Intervention de Adrien Quatennens

Réunion du jeudi 31 mai 2018 à 21h15
Commission des affaires sociales

Photo issue du site de l'Assemblée nationale ou de WikipediaAdrien Quatennens :

Cet amendement porte sur le travail détaché, qui constitue un véritable outil de dumping social à l'intérieur même des frontières européennes. Il permet en effet à un employeur d'embaucher un ressortissant d'un autre État membre, de le rémunérer et de payer les cotisations sociales en fonction des règles en vigueur dans son pays d'origine. En appliquant cette directive sur le travail détaché, le Gouvernement accepte et légitime une concurrence déloyale importée directement sur le territoire national.

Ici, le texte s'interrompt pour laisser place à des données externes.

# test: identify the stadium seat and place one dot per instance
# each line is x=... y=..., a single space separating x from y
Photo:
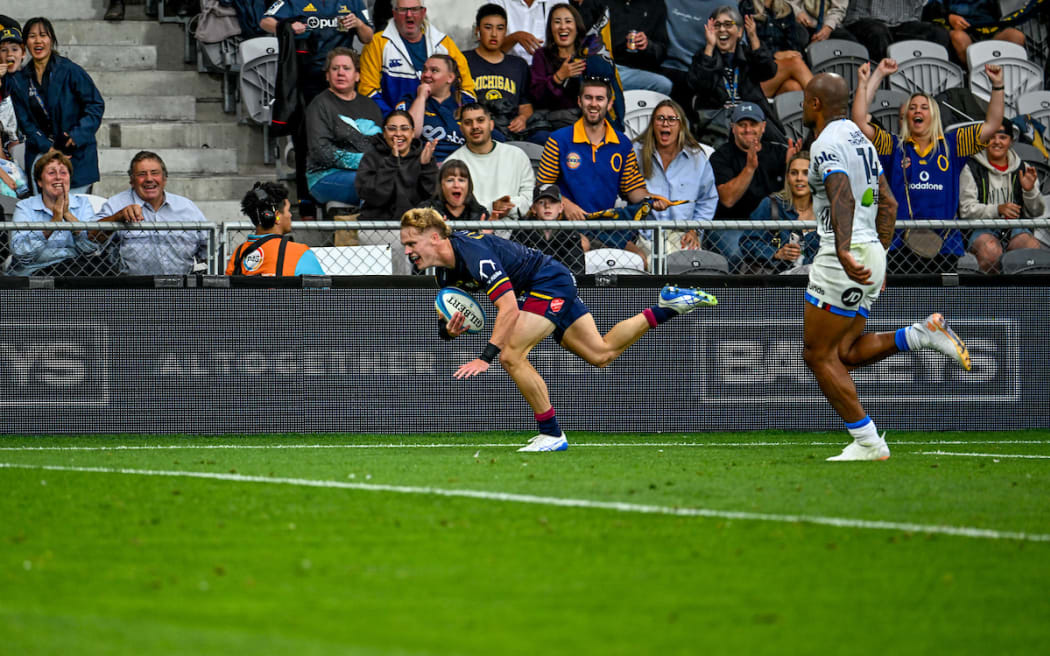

Un employeur peut légalement décider d'employer un travailleur détaché dont la rémunération sera plus faible qu'un travailleur non détaché. En 2017, on comptabilisait 516 000 travailleurs détachés sur le territoire français. Ce chiffre a augmenté de 46 % en un an. Les négociations entamées par Emmanuel Macron n'y changeront rien pour la raison que les discussions, qu'il a présentées comme un succès, sont en réalité un échec. En effet, la durée maximale d'un contrat de travail détaché a certes été ramenée à douze mois, mais la durée moyenne de ces contrats en France n'est que de quarante-deux jours. Surtout, la rémunération du travailleur évolue toujours en fonction des minima salariaux, des taux de cotisations sociales et patronales et de leur assiette de calcul dans le pays d'origine. Autrement dit, le Gouvernement accepte que des entreprises françaises décident d'appliquer en France le droit social bulgare, roumain ou lituanien, alors que les cotisations sociales de ces pays sont parmi les plus faibles, de même que leur indice de développement humain, tandis que le taux de pauvreté y est le plus élevé d'Europe.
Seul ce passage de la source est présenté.